Mehr zu R.B. Kitaj finden Sie unter: www.jmberlin.de/kitaj


Veröffentlicht von am 17. August 2012

Nackte Frauen und politische Botschaften

Soldat mit grüner Mütze

R.B. Kitaj, Juan de la Cruz, 1967 © R. B. Kitaj Estate. Astrup Fearnley Museum of Modern Art, Oslo

Erst jetzt, als ich wirklich ganz genau hinsah, bemerkte ich es: Auch mein Lieblingsbild von R.B. Kitaj, Juan de la Cruz, hat eine für seine Malerei so eigentümlich explizite und aggressive sexuelle Komponente: Nackte Frauen sind Vehikel für politische Botschaften – hier zum Vietnamkrieg – und historische Episoden, zum Beispiel über den Hl. Johannes vom Kreuz und der Hl. Theresa von Àvila und deren jüdische Herkunft, was ich grundsätzlich problematisch finde. Aber mir gefällt das Bild nichtsdestotrotz: Ich mag die vielen kräftigen Farben, das dunkelblaue Meer unter dem hellblauen Himmel, die grüne Mütze auf dem Kopf des Soldaten und das Gelb hinter ihm. Das Bild und die Gegensätze, die es in sich vereint – die fein gezeichneten Züge des Soldaten, neben schlichten geometrischen Formen –, strahlen etwas sommerlich Positives aus.

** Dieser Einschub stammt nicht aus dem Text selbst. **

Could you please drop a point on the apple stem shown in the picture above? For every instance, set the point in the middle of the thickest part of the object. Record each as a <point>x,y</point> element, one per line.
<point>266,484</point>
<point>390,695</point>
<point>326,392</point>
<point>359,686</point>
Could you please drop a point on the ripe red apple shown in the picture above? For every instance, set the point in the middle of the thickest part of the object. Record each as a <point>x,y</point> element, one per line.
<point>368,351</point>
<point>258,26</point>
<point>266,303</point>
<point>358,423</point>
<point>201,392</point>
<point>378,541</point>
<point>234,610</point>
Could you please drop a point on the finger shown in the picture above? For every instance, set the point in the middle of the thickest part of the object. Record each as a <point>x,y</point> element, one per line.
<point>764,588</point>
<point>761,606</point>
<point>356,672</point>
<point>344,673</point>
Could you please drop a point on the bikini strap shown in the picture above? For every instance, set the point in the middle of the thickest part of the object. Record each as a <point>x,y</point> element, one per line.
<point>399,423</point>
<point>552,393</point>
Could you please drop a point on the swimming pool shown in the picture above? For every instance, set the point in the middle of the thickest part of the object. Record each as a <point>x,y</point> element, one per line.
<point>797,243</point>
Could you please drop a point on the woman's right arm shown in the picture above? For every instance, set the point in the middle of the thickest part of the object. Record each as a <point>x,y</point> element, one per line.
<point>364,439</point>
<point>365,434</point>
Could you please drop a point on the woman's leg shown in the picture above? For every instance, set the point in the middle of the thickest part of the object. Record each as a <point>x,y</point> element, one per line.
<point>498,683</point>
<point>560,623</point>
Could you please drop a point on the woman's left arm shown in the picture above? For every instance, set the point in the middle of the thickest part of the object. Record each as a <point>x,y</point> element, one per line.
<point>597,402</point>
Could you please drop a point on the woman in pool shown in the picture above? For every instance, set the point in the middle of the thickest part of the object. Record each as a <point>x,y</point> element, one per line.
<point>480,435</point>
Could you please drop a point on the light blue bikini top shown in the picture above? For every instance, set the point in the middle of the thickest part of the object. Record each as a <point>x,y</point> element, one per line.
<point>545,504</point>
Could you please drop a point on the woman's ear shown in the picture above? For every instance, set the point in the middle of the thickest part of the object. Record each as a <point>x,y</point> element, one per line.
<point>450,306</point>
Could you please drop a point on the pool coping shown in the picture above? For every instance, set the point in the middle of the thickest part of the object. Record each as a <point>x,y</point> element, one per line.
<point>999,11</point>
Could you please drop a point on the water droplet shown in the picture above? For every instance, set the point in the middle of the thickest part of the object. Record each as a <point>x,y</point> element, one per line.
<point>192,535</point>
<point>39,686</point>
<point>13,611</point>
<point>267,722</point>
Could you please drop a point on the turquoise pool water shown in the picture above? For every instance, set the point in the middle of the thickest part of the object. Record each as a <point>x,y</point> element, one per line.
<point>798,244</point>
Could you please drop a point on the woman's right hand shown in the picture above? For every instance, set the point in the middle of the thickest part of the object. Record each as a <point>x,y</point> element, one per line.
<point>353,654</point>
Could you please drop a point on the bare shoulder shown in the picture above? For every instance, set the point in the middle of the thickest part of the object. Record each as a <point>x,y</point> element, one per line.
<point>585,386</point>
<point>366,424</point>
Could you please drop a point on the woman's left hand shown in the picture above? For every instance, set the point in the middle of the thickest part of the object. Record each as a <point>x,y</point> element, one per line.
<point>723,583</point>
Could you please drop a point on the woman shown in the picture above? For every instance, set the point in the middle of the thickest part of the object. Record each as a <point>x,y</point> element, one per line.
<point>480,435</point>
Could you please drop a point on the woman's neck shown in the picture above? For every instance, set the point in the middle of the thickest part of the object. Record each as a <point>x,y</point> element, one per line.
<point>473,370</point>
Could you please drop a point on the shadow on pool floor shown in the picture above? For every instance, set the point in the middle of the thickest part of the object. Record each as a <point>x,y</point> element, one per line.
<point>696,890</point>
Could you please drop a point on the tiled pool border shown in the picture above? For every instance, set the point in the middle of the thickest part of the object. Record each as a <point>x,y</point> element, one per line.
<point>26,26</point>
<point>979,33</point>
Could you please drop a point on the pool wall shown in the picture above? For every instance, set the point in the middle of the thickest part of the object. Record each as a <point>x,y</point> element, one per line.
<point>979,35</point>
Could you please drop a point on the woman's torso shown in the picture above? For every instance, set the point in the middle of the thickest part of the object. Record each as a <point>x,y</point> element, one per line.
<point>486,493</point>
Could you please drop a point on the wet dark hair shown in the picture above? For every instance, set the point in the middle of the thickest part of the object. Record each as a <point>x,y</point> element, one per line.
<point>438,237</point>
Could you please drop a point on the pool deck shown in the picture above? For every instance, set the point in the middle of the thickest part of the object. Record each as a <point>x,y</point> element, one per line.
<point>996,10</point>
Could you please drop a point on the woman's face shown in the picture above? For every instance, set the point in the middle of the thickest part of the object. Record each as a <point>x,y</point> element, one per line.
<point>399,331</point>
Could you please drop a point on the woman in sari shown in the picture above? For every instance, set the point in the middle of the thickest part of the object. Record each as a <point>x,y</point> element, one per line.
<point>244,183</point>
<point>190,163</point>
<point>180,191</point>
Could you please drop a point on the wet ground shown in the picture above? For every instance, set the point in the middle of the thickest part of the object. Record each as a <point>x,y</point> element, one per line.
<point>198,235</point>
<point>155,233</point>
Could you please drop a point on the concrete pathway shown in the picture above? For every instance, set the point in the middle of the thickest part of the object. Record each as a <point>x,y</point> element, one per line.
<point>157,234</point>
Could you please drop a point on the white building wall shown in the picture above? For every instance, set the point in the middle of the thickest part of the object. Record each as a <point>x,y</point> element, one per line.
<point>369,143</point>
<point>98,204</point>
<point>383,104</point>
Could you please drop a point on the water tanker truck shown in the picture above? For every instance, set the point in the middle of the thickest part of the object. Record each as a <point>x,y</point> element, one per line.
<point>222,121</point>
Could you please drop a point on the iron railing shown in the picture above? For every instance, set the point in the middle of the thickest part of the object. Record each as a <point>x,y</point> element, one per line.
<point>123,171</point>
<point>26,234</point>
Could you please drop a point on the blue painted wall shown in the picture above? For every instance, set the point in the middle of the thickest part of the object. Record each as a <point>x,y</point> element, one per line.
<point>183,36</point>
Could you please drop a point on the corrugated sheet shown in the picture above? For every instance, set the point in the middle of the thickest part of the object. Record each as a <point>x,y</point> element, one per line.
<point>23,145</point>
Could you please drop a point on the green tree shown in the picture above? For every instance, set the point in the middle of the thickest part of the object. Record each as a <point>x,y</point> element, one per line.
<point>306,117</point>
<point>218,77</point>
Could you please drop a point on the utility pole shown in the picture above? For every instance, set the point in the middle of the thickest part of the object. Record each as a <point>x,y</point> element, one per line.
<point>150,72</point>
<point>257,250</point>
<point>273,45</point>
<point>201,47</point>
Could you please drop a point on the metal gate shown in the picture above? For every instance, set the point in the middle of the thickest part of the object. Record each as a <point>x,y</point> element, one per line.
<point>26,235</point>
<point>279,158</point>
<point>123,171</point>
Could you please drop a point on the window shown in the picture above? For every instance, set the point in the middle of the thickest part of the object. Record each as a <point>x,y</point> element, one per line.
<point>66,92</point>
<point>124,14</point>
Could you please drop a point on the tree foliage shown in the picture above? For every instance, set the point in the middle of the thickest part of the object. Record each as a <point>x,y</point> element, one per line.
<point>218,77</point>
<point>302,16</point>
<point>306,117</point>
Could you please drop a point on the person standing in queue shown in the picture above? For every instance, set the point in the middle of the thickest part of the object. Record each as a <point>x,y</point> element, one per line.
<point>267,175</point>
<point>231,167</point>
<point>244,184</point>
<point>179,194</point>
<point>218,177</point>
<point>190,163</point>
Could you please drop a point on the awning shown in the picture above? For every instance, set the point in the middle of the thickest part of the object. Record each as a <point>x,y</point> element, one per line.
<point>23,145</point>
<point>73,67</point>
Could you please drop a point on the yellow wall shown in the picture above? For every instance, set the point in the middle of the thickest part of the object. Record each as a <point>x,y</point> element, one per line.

Mehr zu R.B. Kitaj finden Sie unter: www.jmberlin.de/kitaj

Christine Marth, Publikationen


Veröffentlicht von am 8. August 2012

R.B. Kitaj, Philip Roth und ich…

Nackte Frau auf einem Drehstuhl

The Ohio Gang, 1964 © R.B. Kitaj Estate 2012. Digital image, The Museum of Modern Art, New York/Scala, Florence

Die Vorbereitungen der Ausstellung »R.B. Kitaj (1932–2007) Obsessionen« im Jüdischen Museum haben mich zu Philip Roth zurückgebracht. Ich versuche ungefähr alle 10 Jahre mal wieder, ihn zu lesen – warum? Aus Neugier; um meine feministische, oder besser schlicht: weibliche Unlust an Roth zu prüfen; um zu sehen, ob vielleicht mit zunehmender Reife ein Erkenntnisprozess einsetzt, der mich dem alternden, sex-besessenen, weißen, männlichen Ego der Roth-Helden mit Empathie begegnen lässt; oder um endlich zu entdecken, warum genau Roth der Meister der US-amerikanischen Literatur ist, der er unbestritten ist. Es heißt, der lüsterne Puppenspieler Mickey Sabbath aus »Sabbath’s Theater« ist dem Nachbarn und Freund des Autors, R.B. Kitaj, nachempfunden, aber auch andere Figuren Roths tragen Züge oder teilen biografische Stationen des Künstlers. Fazit: Ich kann nicht behaupten, dass mir die Figuren von Philip Roth sympathischer geworden sind, aber ich merke, sie sind in einer gewissen Weise »historisch« geworden, ein Abbild ihrer Zeit, und ein bisschen ist es so, wie man sich an den grabschenden Chauvis von Mad Men erfreut, ohne sich unbedingt in die Zeit der übersexten Sekretärinnen und verhuschten Hausfrauen zurückzusehnen. Auf jeden Fall ist die projizierte Figur des Künstlers R.B. Kitaj in meiner Vorstellungskraft plastischer, dreidimensionaler geworden – und ich bin umso mehr gespannt darauf, den »echten« Kitaj ab September in den Gemälden im Jüdischen Museum kennenzulernen!